Stage of Development
Seed stage investments rose 33 percent in dollars and 15 percent in deals with $199 million invested into 63 deals in the second quarter. Early stage investments also rose, climbing 18 percent in dollars and 28 percent in deals with $2.1 billion going into 410 deals, the largest quarterly deal total since the first quarter of 2001. Seed/Early stage deals accounted for 53 percent of total deal volume in Q2, compared to 46 percent in the first quarter of 2012. The average Seed deal in the second quarter was $3.2 million, up from $2.7 million in the Q1.
The average Early stage deal was $5.2 million in Q2, down from $5.6 million in the prior quarter. Expansion stage dollars increased 49 percent in the second quarter, with $2.6 billion going into 232 deals. Overall, Expansion stage deals accounted for 26 percent of venture deals in the second quarter, a slight decrease from 27 percent in the first quarter of 2012. The average Expansion stage deal was $11.3 million, down from $8.1 million in the prior quarter.
Investments in Later stage deals decreased 10 percent in dollars and 11 percent in deals to $2.1 billion going into 193 rounds in the second quarter. Later stage deals accounted for 21 percent of total deal volume in Q2, compared to 27 percent in Q1 when $2.3 billion went into 216 deals. The average Later stage deal in the second quarter was $10.8 million, which is a slight uptick from $10.7 million in the prior quarter.
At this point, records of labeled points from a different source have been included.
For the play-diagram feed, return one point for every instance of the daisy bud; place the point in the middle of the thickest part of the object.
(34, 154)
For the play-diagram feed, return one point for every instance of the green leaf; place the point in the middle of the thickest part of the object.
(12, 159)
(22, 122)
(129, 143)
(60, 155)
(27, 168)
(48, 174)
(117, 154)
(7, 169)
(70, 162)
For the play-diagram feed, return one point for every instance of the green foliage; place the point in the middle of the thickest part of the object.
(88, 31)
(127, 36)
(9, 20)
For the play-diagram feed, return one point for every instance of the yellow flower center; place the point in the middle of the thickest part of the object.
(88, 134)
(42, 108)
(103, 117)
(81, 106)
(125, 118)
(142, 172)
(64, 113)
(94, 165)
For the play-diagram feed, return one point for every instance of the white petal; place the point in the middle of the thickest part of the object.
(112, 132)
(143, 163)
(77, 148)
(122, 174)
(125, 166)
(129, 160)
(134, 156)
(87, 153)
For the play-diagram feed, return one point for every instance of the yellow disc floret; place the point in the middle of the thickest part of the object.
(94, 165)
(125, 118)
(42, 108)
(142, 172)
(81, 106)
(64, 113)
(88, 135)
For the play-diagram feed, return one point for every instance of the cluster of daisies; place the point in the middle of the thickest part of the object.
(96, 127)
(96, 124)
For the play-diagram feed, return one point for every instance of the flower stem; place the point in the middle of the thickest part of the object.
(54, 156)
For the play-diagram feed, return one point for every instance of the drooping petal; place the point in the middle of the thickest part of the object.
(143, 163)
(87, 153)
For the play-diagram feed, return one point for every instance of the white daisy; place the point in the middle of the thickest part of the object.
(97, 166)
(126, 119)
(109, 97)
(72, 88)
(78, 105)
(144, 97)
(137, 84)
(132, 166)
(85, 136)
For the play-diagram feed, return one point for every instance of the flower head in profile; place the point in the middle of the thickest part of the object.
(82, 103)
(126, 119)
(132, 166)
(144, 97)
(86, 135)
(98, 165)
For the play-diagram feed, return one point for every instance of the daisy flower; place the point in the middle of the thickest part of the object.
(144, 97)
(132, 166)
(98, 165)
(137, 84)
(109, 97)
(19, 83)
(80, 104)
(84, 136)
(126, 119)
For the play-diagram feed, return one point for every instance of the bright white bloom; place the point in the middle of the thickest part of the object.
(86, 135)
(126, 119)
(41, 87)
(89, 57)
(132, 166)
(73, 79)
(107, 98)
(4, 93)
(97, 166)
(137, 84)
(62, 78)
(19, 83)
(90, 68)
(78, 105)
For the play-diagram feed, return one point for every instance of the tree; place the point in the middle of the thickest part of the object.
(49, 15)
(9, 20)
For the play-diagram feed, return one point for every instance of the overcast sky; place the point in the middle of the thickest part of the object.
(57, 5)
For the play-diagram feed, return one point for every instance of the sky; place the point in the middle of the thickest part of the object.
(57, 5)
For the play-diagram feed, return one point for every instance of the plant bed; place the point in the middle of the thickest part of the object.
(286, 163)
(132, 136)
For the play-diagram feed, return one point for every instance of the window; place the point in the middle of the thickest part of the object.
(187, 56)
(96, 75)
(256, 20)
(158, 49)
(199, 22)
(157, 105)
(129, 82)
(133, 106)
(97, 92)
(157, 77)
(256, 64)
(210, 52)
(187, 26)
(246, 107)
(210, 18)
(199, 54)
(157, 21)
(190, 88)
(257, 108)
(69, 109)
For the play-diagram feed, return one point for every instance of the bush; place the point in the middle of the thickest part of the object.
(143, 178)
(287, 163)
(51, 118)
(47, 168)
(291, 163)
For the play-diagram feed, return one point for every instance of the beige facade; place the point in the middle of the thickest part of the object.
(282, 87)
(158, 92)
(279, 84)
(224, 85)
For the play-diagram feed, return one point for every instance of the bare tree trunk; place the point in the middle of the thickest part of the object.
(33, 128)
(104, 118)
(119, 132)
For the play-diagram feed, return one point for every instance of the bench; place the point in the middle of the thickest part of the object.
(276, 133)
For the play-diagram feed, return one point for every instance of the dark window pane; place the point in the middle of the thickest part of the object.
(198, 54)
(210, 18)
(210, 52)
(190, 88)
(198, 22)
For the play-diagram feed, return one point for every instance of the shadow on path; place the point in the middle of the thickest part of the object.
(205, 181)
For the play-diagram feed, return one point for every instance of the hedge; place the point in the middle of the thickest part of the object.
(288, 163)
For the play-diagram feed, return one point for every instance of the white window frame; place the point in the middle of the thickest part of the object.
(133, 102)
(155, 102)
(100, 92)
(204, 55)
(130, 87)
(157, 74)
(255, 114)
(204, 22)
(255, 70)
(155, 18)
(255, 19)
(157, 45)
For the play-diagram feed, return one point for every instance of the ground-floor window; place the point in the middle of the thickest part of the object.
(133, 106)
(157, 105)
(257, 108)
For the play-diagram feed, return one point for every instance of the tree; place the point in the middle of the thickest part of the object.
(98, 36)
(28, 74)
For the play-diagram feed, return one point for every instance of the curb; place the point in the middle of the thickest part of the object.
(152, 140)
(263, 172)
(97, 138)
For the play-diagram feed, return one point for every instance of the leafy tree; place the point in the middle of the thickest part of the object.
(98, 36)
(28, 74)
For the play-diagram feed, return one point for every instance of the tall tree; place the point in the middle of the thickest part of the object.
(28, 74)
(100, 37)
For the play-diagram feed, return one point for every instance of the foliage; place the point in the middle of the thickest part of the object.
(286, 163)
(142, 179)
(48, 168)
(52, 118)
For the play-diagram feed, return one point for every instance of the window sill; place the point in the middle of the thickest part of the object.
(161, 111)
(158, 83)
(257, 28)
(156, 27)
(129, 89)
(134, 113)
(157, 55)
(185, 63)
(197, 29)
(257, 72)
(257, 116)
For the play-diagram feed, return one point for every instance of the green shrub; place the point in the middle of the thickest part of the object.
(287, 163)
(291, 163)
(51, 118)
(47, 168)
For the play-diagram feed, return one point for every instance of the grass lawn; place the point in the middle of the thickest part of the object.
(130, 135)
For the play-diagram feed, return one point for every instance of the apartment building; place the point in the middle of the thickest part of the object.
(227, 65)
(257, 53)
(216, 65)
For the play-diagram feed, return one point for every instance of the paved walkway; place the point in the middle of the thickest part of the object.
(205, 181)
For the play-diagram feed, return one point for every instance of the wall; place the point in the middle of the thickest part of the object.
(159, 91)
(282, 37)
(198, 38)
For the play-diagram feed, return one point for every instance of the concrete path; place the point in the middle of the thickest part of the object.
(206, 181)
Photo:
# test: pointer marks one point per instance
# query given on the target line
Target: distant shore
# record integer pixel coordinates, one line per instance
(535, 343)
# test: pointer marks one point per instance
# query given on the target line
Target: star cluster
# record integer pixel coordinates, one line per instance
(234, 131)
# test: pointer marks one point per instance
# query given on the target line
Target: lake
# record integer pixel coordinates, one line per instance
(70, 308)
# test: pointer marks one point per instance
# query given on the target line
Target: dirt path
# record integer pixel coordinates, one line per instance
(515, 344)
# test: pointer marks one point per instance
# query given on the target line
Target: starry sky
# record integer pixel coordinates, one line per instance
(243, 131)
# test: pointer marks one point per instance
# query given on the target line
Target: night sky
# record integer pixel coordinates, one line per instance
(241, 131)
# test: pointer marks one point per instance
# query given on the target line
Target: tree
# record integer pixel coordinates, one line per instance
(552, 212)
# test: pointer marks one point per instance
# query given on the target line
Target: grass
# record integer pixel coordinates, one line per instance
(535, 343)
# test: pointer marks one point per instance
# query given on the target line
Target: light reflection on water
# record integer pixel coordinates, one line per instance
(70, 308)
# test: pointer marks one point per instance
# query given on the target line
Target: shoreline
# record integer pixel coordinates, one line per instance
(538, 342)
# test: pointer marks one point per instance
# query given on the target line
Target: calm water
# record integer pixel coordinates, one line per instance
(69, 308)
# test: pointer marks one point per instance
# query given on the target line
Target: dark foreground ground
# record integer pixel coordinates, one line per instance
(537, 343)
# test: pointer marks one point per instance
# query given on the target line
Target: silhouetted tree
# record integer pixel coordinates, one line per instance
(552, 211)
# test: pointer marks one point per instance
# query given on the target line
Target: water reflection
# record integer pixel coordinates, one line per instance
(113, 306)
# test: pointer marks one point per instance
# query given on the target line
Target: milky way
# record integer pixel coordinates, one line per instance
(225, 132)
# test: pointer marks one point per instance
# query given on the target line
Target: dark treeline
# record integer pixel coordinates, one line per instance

First-time financing (companies receiving venture capital for the first time) dollars increased 24 percent to $1.1 billion in Q2, and the number of deals rose 27 percent to 282 deals in the second quarter. First-time financings accounted for 15 percent of all dollars and 31 percent of all deals in the second quarter, compared to 14 percent of all dollars and 27 percent of all deals in the first quarter of 2012. Companies in the Software, Media & Entertainment, and IT services industries received the most first-time rounds in the second quarter. The Life Sciences sector experienced a slight drop, falling 3 percent in dollars and 4 percent in deals during the second quarter to $130 million going into 27 companies. The average first-time deal in the second quarter was $3.7 million, down slightly from $3.8 million in the prior quarter. Seed/Early stage companies received the bulk of first-time investments, garnering 78 percent of the deals.